Her mother hadn’t been good at arcane facts but Zach Connelly was a trove of information on far-flung subjects. In order to compete and win his approval, Madison had trained herself to remember facts so unimportant that they never registered with most people.

“Does it sound like your mother?” Paul asked in a low-pitched voice.

“A little,” she grudgingly conceded.

“What more proof do you need?” he asked.

“Proof?” Madison huffed her disgust. “This so-called transcript from a defunct clinic that everyone sued for all kinds of illegal things doesn’t prove anything.”

“No?”

“No!” she shot back in a tight, pinched voice. She’d never been a good liar. Evidently, he’d seen or sensed her reaction to several items in the transcript. The air in the room seemed to be charged the way the atmosphere heralds an approaching storm.

“No,” she asserted again in her most authoritative tone. “I don’t believe I’m related to that man.”

“A simple paternity test would prove it one way or the other.”

That stopped her. Madison couldn’t deny a test would be definitive. “I want to talk to my mother before I do anything.”

“Isn’t she in the South Pacific on a sailboat? It might be—” he shrugged “—weeks before she telephones you. Right?”

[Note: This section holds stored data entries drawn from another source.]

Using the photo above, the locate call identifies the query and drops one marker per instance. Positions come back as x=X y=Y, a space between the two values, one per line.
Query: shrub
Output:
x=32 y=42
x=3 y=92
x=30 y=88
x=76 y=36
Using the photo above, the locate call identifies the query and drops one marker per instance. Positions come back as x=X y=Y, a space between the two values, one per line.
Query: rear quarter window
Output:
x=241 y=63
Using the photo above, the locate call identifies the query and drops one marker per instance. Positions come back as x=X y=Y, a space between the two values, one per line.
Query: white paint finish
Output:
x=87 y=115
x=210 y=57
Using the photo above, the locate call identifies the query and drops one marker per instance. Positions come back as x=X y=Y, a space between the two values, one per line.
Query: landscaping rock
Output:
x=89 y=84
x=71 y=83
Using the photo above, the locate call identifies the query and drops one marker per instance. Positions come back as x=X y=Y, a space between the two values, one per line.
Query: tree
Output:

“She should call any day,” Madison said quickly. “I heard from her a few weeks ago. She’ll phone as soon as she gets to a port with a telephone she can use or when she meets someone with a yacht that has satellite service.”

What she said was true. She did expect to hear from her mother. Jessica had called every few weeks since she’d sailed from Fort Lauderdale with the stud-muffin she’d married. But Madison couldn’t honestly remember exactly when she’d last spoken to her mother. It could have been two weeks ago, maybe three. Madison had been so caught up with the business and looking for a new home that she hadn’t paid that much attention.

She needed to have a heart-to-heart talk with her mother now. It occurred to her that she and her mother had shared only one intimate, soul-baring talk. That had been the night her father had died. They’d discussed what a great man he was and how much he’d meant to both of them.

Her mother had been so agonizingly upset at losing the man she’d met in college and married the day after graduation that it came as a physical blow when she’d brought home a much younger man she’d met at a fund-raiser. It was even more upsetting when Jessica Connelly had married him less than a year after Madison’s father had died.